Interestingly, that question seemed to catch all of us at the table off guard. As we blushingly smiled, it took some coaxing before we "admitted" to our positives. Why is that? Why are we so quick to judge ourselves? Before long, it came out all around our table that we were all intimidated by that Proverbs 31 woman. Our discussion leader gently reminded us that she isn't real, and that it's ok because this passage teaches us that we can't do this on our own and that we need Christ and we need others.

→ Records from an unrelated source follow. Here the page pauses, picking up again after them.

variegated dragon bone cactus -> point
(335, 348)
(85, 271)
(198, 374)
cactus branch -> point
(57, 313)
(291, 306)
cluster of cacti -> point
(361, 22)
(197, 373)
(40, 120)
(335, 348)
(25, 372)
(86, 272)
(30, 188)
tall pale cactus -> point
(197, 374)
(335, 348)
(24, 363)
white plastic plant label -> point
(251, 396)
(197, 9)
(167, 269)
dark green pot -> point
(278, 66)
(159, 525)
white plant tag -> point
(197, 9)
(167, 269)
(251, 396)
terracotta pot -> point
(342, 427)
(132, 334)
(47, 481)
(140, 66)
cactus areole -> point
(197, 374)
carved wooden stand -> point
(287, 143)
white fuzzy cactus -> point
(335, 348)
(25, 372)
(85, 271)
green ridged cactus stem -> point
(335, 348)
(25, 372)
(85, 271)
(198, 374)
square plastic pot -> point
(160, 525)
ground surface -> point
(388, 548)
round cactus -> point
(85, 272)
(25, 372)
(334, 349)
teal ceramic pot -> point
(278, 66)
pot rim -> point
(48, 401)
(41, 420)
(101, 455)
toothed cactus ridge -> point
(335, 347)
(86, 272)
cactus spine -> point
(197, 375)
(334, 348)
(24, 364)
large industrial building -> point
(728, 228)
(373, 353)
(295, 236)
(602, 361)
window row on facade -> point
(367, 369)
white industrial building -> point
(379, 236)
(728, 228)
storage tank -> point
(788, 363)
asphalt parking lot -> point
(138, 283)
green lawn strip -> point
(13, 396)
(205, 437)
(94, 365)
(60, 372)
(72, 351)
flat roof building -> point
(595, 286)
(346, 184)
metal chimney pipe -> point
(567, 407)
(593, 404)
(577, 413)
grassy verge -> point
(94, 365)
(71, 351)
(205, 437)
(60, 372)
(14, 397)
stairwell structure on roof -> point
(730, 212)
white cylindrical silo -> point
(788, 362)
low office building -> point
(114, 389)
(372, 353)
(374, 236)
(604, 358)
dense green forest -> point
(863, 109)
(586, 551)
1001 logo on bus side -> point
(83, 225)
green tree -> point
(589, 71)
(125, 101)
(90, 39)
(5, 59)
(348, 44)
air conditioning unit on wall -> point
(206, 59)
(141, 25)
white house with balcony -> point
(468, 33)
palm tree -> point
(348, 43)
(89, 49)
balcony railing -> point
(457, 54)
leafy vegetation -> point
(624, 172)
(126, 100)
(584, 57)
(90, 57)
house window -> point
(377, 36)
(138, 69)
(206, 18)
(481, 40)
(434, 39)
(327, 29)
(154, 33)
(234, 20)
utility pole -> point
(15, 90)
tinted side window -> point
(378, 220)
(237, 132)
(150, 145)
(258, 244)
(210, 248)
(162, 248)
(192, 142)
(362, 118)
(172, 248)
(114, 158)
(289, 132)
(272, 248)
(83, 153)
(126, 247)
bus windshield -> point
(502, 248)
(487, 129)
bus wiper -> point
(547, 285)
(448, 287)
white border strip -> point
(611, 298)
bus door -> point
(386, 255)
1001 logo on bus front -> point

Somehow admitting my strengths completely changed my perspective of the rest of the discussion. Combined with the safety and often funny perspective of friends, I felt excited to conquer the areas I need to work on and felt peace in knowing that I can "do all things through Christ who gives me strength." I needed that encouragement, and I left MOPS that morning refreshed and renewed.
So, friends, it's your turn. What do you excel at as a woman in your home? I'm good at saving my family money, having joy in mothering, and keeping my family healthy. When you get discouraged, remember your worth and value!